I spent the next morning doing site checks on them with the
customers permission. Both customers were happy with him and
his install and not a single thing on the install was done
incorrectly I took another installer with me and asked him
to run the time frame in his head. He came up to 3 hours for
each install. So had I but we are both experienced.
So I talked really briefly with the new guy about getting
faster and then took him to an install I had surveyed
myself. Ran him through the entire install. Radio here, wire
down here….. in and terminate. Install router. I left the
more experienced guy with him to answer questions but told
him to not physically help and explained to the new guy that
if he had questions to ask because the other guy is there to
help him figure out a faster process and would be talking
with me after the install about ways to speed up the process
so we can help him. I should mention the experienced guy is
a supervisor so no hard feelings should be had here. I left
him at 9:00
I was thinking that maybe I was being unrealistic in my time
frames on installs since normally I have a helper on my
installs and we knock out three to four a day. I felt like I
got my installs done in 3 hours max when I was alone but
never really timed them. So when I left the new guy I drove
a half hour to what I considered a hard install and did it
alone. Was done at 12:30 and driving back to check on the
new guy. When I got there he was just about done with the
install but the truck was spread around the driveway ( not
throwing stones I have been known to do this). So he was
going past hour 4 at this point with paperwork and packing
the truck he was going to be at 5 for sure. I stepped in
did the paperwork and quietly asked the other guy to pack up
the truck some. This was done for selfish reasons ( its
Friday and I have a family) and also because we had a
between 1 and 3 to hit for the final install of the day.
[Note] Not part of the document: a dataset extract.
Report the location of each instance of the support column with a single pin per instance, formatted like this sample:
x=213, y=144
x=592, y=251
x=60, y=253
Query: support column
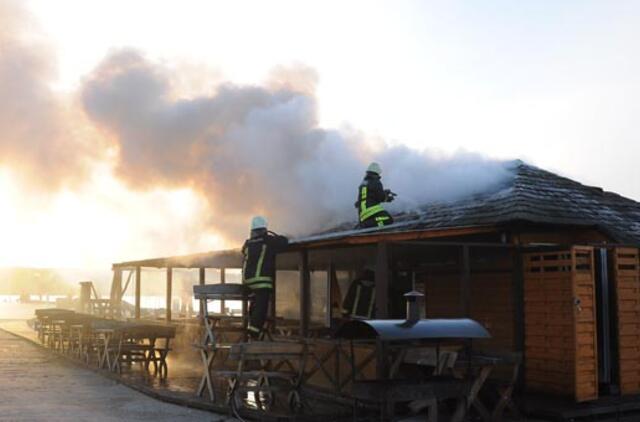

Grabbed subway. Scoffed it down. I bought and we headed to
the last job.
I had the supervisor guy in my truck and we have worked
together a lot 100s of installs together. So on the way to
the install which he had never seen I prep him on it. Big
ladder ( 32”) up on the gable on the back of the house. Take
the little giant around to the deck so I can access the
roof. And it’s a tripod install. So when we pull into the
drive I point to the back of the house “that’s the back” he
says okay and I go to ring the doorbell and say hello. He
has the new guy with him so he told him to help with the
ladder and then instructed him to start an rj45 on a wire.
When I walked out the ladder was up and the supervisor was
at the top screwing down the tripod. I grabbed the mast,
mounted the antenna and put the wireless unit on it to tune
and scurried up the small ladder and up the roof. Ill make
this short. We hung the gear and tuned and marked the tripod
and I went down and he had just finished the RJ45. In his
defense he had put one on a 3 foot scrap piece that he had
confused with the rest of the wire in the box( I don’t
know) so this was his second end. Anyway we just ran the job
and he stayed out of the way. This was a hard roof, tall and
not LOS and we were done in the truck heading home in just
under two hours. But that was two guys and we ran.
Ok so this is getting long sorry about that but I just am at
a loss with this guy. I did realize on that last job I run
on job sites. I always run to the truck back from the truck
and I think ahead. This guy defiantly does not run and
nothing is done with any sense of urgency. He is certainly
smart and I hate to let him go because he has other values
but I don’t know what I can do to help him. He was hired to
take the load off of me and I realize at the beginning new
guys are work but its been over two months now he just
recently took on jobs alone and he is not taking the load
off. He is adding to it.
Thoughts?
Is to wrong to say, your slow I don’t know why but I am
going to fire you if you don’t get fast. I wish I could tell
you how to get fast but Its lots of little things. Start
with running everywhere you go and see if that helps?
Seriously…. I do want to know from those of you that have
hired lots of guys what are your thoughts? Should I not be
running one man crews with the expectation of two installs
in an 8 hour day with an hour of drive time in there?